Tomorrow at Madison Square Garden is the last of the 3-1 Knicks’ five preseason games. When the buzzer sounds to conclude the matchup with the Charlotte Hornets and everyone hopefully emerges uninjured, it won’t matter if they are 4-1 or 3-2. 

What is truly consequential are the games that begin next Wednesday when the Knicks open the regular season versus the Cleveland Cavaliers as the fourth-highest betting favorite as established by major sports gaming companies. 

The team they host has the second-highest odds behind only the defending NBA champion Oklahoma City Thunder. If the Thunder do ultimately win their second straight title, they will be the league’s first repeat champion since the Golden State Warriors back-to-back wins in 2017 and 2018. 

After losing to the Indiana Pacers in six games in last season’s Eastern Conference Finals, the bar is set high for the Knicks. Merely reaching the conference finals again won’t be viewed as a successful season in the eyes of rabid fans who raucously celebrated outside of MSG last May as if the Knicks won the whole thing after they defeated the Boston Celtics in the conference semifinals 4-2. 

Ask Tom Thibodeau the same thing if you run into him. The former Knicks head coach was canned after leading the team to 101 combined victories over the past two regular seasons, scaling from the conference semis in 2023-24 season to the conference finals the following campaign. 

These improvements were obviously not good enough for Knicks owner James Dolan and team president Leon Rose. Enter 55-year-old veteran coach Mike Brown, a two-time NBA Coach of the Year with the Cavaliers in 2009 and Sacramento Kings in 2023. Yes, each night will be analogous to a Broadway show and he’ll be centerstage in the spotlight, replacing the 67-year-old Thibodeau with the mandate to win a championship. 

How else could his charge be characterized other than finals or bust?

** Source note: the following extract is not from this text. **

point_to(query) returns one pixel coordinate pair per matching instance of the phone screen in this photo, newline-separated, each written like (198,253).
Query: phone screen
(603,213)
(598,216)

But this Knicks squad still needs more size and proven depth when measured against the Thunder, Cavaliers and Houston Rockets, the latter being the third betting favorite after the rising young team added all-time great Kevin Durant this past summer via the Phoenix Suns. 

The first thing Brown said at the Knicks’ annual Media Day last month: “I don’t know if anyone has higher expectations than me. I love being in a position where you have expectations.”

Knicks All-Star guard Jalen Brunson, speaking in late August on his podcast “Roommates Show,” co-hosted with Villanova and Knicks teammate Josh Hart, said his goals have long remained the same.

“My definition of success has not changed,” Brunson said. “You win or you don’t succeed.” 

Brunson’s zero-sum mentality must permeate the roster from head coach to the last man to achieve their objective of snatching the Knicks’ first title since 1973.